To the two Cops, the colleagues that were killed were no reason to open fire on a crowd of 3000,
To me it sounds like it became violently personal of Professionals paid well enough to react tactically NOT inhumanely or does the 34 Killed and others injured encourage anymore deaths in the name of a Government to a forgotten Province.
Look at us now, ‘Marikana Massacre’ and the ongoing enquiry, shunning the affected women and children I dare not speak off. What army does the South African Police think they are trained for, fired at or not I saw the guns and the 1 pistol they were defending themselves against?
Dear Mr. President I remember how you cancelled your summit short and flew back,
I say good, Come Mr. President your Countries post-apartheid laundry is being showed to the world.

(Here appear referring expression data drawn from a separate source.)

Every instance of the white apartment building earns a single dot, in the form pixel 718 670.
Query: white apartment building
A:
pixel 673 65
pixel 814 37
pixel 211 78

Come see the dried up blood on the lesser green side of the dusty roads of Rusty,
Come see the crime in the mountains were harvest should be but instead dark clouds of industrialism mine our brothers senseless for a minimum wage.
Come give your shortened speech to the people who could see how jetlagged your were from Mozambique, just so you make your presidential appearance, come explain to them, to us, why we shouldn’t pick up arms in the new Republic of South Africa, Since the Sharpeville massacre, since the snow of ’87 and the many headlines that shock us still in a post-apartheid era.
Come and leave Mr. President, the house respected your exciting the room by asking no further questions as to what happened on August 16, only because of the frenzied shock from the pictures seen, silencing us.
Now our people, your people bear witness to how it feels to be shot down in a “democracy.”